The difference between FBP and FBPA

I have been trying to understand NVIDIA GPUs’ L2 / memory hierarchy, and one question keeps coming up:

What exactly are FBP and FBPA?

The public information I could find is very limited.

The A100 whitepaper explicitly says:

Eight 512 KB L2 slices are associated with each memory controller.

So on A100, one memory controller corresponds to 8 L2 slices.
Although the V100 and H100 whitepapers do not state this explicitly, I assume they likely use a similar organization.

From the profiler documentation and my measurements, my current understanding is:

FBP = one memory controller + several L2 slices

What I measured is:

  • V100: device__attribute_fbp_count = 8, device__attribute_num_l2s_per_fbp = 8

  • A100: seemingly 8 FBPs, each with 10 L2 slices

So at least from the profiler’s point of view, FBP seems to be a partition consisting of one controller plus a group of L2 slices.

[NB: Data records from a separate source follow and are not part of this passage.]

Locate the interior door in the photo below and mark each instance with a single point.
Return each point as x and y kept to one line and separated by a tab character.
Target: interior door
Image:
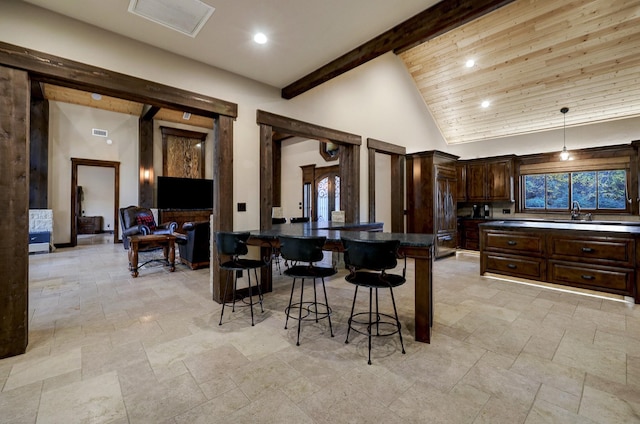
327	196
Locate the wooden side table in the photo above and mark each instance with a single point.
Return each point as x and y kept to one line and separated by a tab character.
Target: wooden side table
165	241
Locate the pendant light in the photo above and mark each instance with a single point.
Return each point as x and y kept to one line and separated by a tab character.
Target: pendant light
564	155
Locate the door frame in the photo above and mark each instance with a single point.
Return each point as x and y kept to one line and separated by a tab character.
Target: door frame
349	145
75	213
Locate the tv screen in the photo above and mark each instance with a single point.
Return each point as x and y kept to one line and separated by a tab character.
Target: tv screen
184	193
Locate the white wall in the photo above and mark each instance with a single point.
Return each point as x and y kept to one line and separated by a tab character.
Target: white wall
377	100
70	137
98	193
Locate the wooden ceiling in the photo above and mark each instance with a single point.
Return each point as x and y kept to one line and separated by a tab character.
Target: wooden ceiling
532	57
113	104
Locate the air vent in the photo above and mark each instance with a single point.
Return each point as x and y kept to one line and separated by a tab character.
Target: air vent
99	133
185	16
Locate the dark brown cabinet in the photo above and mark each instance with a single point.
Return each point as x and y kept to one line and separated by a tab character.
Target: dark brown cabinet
598	260
488	180
180	216
461	184
431	198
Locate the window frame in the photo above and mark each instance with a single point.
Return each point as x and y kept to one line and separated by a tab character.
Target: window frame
616	157
546	209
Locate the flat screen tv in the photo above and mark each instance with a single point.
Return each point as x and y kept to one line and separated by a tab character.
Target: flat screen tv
184	193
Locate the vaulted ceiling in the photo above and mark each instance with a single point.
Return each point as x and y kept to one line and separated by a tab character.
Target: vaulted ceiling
532	57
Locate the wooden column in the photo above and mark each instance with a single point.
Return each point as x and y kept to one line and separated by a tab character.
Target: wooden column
350	181
145	149
222	191
38	148
397	193
14	209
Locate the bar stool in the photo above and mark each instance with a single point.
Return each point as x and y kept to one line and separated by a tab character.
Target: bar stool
234	244
301	253
367	261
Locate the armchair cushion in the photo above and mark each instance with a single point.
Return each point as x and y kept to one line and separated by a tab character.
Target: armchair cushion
136	220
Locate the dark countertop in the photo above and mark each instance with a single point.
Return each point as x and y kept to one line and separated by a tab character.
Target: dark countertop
599	226
335	235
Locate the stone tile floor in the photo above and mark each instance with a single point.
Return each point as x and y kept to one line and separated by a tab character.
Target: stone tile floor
107	348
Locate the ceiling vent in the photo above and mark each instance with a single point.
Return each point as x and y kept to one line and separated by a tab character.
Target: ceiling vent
185	16
99	133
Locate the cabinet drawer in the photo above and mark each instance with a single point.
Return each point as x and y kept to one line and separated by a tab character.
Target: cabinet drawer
516	266
618	280
445	244
529	243
605	249
40	237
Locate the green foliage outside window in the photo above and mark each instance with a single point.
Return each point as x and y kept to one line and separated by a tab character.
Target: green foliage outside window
593	190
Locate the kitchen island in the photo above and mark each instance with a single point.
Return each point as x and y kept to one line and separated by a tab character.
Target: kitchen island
418	247
593	255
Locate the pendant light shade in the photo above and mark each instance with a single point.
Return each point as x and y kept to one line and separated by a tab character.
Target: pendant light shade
564	155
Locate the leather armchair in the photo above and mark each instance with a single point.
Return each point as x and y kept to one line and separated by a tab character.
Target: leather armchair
135	220
194	244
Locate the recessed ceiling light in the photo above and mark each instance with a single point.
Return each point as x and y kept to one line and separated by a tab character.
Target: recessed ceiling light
260	38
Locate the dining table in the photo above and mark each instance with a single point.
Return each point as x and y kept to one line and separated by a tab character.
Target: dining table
418	247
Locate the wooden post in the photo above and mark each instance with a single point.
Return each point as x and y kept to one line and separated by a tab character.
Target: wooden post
14	208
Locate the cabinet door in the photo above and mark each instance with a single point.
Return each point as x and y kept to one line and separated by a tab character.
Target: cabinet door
461	183
499	180
476	182
446	216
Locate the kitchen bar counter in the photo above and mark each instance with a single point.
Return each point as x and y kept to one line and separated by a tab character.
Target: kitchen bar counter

However, I cannot make sense of FBPA.

The profiler documentation says:

fbpa: The FrameBuffer Partition is a memory controller which sits between
the level 2 cache (LTC) and the DRAM.

I also see fbpa__* metrics. On V100, for example:

  • fbpa__dram_sectors.avg.peak_sustained = 2

  • fbpa__dram_sectors.sum.peak_sustained = 32

And since sum / avg = 16, this seems to imply there are 16 fbpa instances.

That suggests something like:

  • 8 FBPs

  • 2 FBPAs per FBP

This seems consistent with older P100 documentation mentioning 1 FBP = 2 FBPAs, but I still do not know what FBPA actually corresponds to in hardware.

I also have a bandwidth-related question.

V100 uses 4 × HBM2, 32 channels. If we think about the path between DRAM and the memory controllers, then a theoretical peak of 32 sectors/cycle seems reasonable.

But if fbpa is an on-chip entity, I would expect it to run in a higher clock domain than DRAM. In that case, why does fbpa__dram_sectors.sum.peak_sustained also show a peak of exactly 32 sectors/cycle? That part does not make sense to me.

My questions are:

  1. What exactly are FBP and FBPA?

  2. Is it reasonable to interpret FBP as one memory controller plus several L2 slices?

  3. What is the relationship between FBPA, FBP, and the memory controller?

  4. Why does fbpa__dram_sectors on V100 also show a peak limit of 32 sectors/cycle?

Please!! I need help, thank you guys!

Please refer the “Metrics Guide->Units” section in 2. Profiling Guide — NsightCompute 13.2 documentation

fbpa: The FrameBuffer Partition is a memory controller which sits between the level 2 cache (LTC) and the DRAM. The number of FBPAs varies across GPUs.

The FBP, Frame Buffer Partition, is a primary building blocks of NVIDIA GPUs along with GPC, General (or Graphics) Processing Cluster. The FBP contains:

  • LTCs - L2 cache cluster that contain
    • LTSs - L2 cache slices (primary unit observed for L2)
  • FBPAs - Frame Buffer Partitions (memory controller side)
    • DRAM - Memory Controller - that are the memory controllers covering channels and pseudo channels.
  • LTCs connect to FBPAs
  • LTSs connect to FBSPs

Wider memory systems such as HBM memory have more FBPA and DRAM units to handle the number of channels and pseudo channels.

The FBP is not in the same clock domain as GDDR or HBM memory. This is key to understanding the metrics as some GPUs do not support single pass (observe all unit instances) at the FBSP (memory controller) level so metrics are collected on the interface between LTS and FBPA.

Metrics prefixed with dram__ are collected at the memory controller and dram__cycles_elapsed is in terms of the memory frequency (or 1/2 the memory frequency). Where possible use dram__. If dram__ are not available then dramc__ metrics are the best option; however, these are likely in the wrong clock domain. The metrics will show correct sectors but may not show correct .avg.pct_of_peak_sustained_elapsed as dramc (really part of fbpa not the actually memory controller) is in a different clock that may not be a multiple of the memory clock resulting in a lower pct than probably if measured in the memory clock.